If you want to become an effective communicator, you need to learn the 5 styles of communication and identify the ones you use every day in your interactions. The 5 styles of communication have been categorized into assertive, aggressive, passive-aggressive, submissive and manipulative. Here is what you need to know about the 5 styles of communication.
It is considered the most effective and healthiest style of communication. If you are communicating assertively, you have high self-esteem and confidence to say whatever you are feeling without being too passive or aggressive. Basically, you understand your limits and you will not allow anyone to push you around.
If you are assertive, you can achieve goals without hurting other people, protect your own rights as well as those of others and you can make your own choices freely and take responsibility for them. Also, you are very expressive socially as well as emotionally and you can always accept compliments. Here, people will always take you for your word and know where they stand with you at all times.
When you are being assertive, you have excellent eye contact, your gestures are even as well as rounded and your posture is strong with no fidgeting. That way, people can get your message clear without any contradictions.
An aggressive person often thinks about winning without thinking about the other people around him or her. Basically, you behave as if your needs are more important than those of other people. You also imagine you have more to contribute to everything than other people. It is quite ineffective to communicate aggressively because most people react to the message and forget about the content altogether.
As an aggressive communicator, other people might find you threatening, hostile, frightening, loud, belligerent, intimidating, unpredictable and much more. Often, your gestures are sharp, fast and very big. Basically, you are always invading the personal space of others and your posture suggests that you are bigger than everyone else around you.
Aggressive communicators often use abusive, name-calling and sarcastic language when they are speaking to other. The people receiving your message on the other hand might feel degraded, vengeful, loss respect to you, uncooperative, aggressive, defensive, hurt or afraid. If you are attacking people when you are talking to them, then they will not understand anything you are saying.
3. Passive – Aggressive
Here, you might appear very passive on the outside but you are actually hiding your anger on the inside. If you are passive aggressive, you might feel resentful, powerless and often express your feelings with very subtle means trying to undermine the person you are talking to. Eventually, you might end up sabotaging yourself altogether.
Some of the behavioral characteristics of passive aggressive communicators include unreliability, gossiping, sulky, devious, sarcastic and patronizing. You will often speak with a sugary sweet voice and your posture is always asymmetrical. Your gestures when communicating will be quick and jerky while the facial expressions appear innocent and sweet without the rest suspecting anything.

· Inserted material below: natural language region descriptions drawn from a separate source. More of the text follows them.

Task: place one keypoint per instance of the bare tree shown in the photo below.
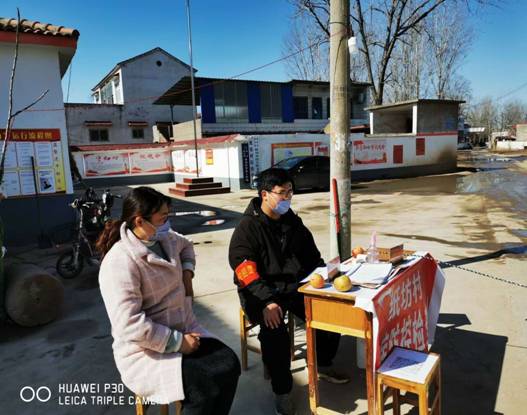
(407, 69)
(484, 114)
(308, 47)
(387, 31)
(512, 113)
(10, 115)
(449, 37)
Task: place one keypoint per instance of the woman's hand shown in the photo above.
(187, 282)
(190, 343)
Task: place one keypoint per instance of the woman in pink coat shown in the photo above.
(160, 350)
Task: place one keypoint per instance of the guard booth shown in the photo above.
(409, 138)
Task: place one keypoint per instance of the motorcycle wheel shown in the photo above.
(66, 267)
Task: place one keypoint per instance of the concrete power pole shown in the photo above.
(340, 129)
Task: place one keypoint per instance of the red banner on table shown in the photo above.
(402, 309)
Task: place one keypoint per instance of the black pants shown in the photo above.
(275, 344)
(210, 377)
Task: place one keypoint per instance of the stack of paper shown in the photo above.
(369, 275)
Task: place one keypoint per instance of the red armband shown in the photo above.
(246, 273)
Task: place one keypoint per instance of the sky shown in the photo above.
(234, 36)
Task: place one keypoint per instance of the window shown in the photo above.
(397, 154)
(107, 94)
(300, 104)
(230, 101)
(420, 146)
(99, 134)
(138, 133)
(316, 108)
(271, 99)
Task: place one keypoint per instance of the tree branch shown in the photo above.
(9, 121)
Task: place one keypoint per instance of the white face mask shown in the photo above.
(161, 230)
(282, 207)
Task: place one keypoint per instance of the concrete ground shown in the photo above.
(474, 218)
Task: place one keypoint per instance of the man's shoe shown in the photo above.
(330, 375)
(284, 405)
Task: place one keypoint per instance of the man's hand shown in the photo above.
(273, 315)
(190, 343)
(187, 282)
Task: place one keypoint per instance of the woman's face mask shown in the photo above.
(160, 231)
(282, 200)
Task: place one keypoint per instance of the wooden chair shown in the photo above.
(428, 375)
(141, 408)
(246, 326)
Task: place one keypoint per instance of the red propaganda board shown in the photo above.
(402, 309)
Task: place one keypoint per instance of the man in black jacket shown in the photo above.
(271, 251)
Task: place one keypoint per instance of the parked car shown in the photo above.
(464, 146)
(307, 172)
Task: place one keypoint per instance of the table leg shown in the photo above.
(311, 358)
(370, 371)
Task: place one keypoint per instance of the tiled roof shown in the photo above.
(37, 28)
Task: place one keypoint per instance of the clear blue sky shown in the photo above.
(232, 36)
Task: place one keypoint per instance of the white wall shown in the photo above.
(511, 145)
(438, 149)
(37, 70)
(142, 82)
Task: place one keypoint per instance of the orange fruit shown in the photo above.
(317, 281)
(358, 250)
(342, 283)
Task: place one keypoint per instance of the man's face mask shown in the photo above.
(283, 205)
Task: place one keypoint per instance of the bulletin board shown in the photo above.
(41, 147)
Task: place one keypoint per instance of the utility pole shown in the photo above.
(194, 114)
(340, 129)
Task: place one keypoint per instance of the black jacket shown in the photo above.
(284, 252)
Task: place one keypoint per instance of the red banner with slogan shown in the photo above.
(37, 134)
(402, 309)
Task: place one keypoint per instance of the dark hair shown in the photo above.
(142, 201)
(272, 177)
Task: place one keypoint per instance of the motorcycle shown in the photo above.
(93, 213)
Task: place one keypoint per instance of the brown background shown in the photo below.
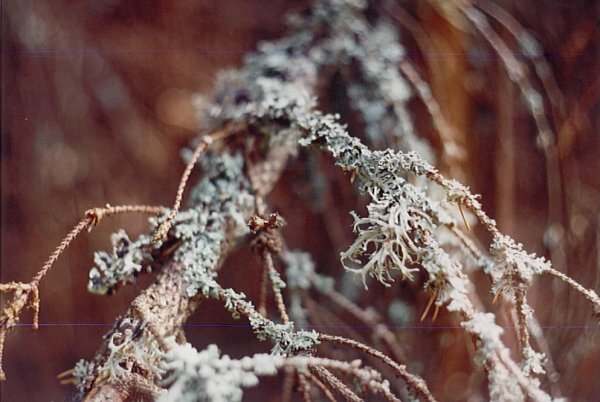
(96, 103)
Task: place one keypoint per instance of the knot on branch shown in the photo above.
(266, 230)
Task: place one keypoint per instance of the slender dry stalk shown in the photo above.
(413, 382)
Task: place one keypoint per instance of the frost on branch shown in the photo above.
(384, 236)
(209, 376)
(121, 266)
(514, 266)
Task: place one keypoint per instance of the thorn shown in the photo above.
(65, 373)
(435, 312)
(429, 303)
(496, 296)
(464, 218)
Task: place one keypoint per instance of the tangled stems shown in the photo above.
(205, 142)
(27, 294)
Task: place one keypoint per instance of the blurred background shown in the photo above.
(97, 103)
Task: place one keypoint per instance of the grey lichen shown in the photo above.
(122, 265)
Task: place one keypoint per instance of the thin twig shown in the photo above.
(205, 142)
(412, 381)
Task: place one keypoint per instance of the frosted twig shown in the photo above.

Although you might feel like you are passing the message across with this communication method, people receiving the message might feel a little hurt, angry, confused and also resentful. That is because you might try as much as possible to hide what you are feeling but it always comes out in one way or the other.
When you are being submissive, your main goal is pleasing everyone around you trying to avoid any conflicts. Basically, you put the needs of other people above yours, assuming they have more to contribute and more rights. Therefore, you ignore yourself and fail to prioritize yourself when you are trying to please other people.
As a submissive communicator, you might also feel apologetic because you assume you are imposing on people whenever you want to ask for something. You are always on your toes trying to avoid any confrontation and might often find it tough taking any responsibilities or making decisions. Most of the times, you choose to opt out of anything and victimize yourself.
You might also blame other people for any events and fail to take compliments. It is also common for submissive communicators to appear inexpressive and emotionless. Your gestures when communicating will be fidgety and twisted while you fail to make any eye contact when talking to people. People around you will often feel frustrated, exasperated, guilty and will take advantage of you at all times.
A manipulative communicator is always shrewd, calculating and scheming at all times. You are very skilled at controlling or influencing other people to do things for you without considering their needs or priorities. Often, you might hide whatever you are speaking and people will not be aware of what you are talking about.
Your behavior as a manipulative communicator will be cunning, making other people feel obliged and always asking people indirectly to meet your demands. Your voice is always high pitched, patronizing and envious of other people. You might also control other people insidiously such as sulking to get what you want and much more.
The people you are talking to will always feel frustrated, guilty, resentful, annoyed, irritated and angry. Basically, they will never understand where they stand with you and will feel frustrated trying to understand what you are telling them. As a manipulative communicator, you are interested in getting what you want without thinking about what other people want.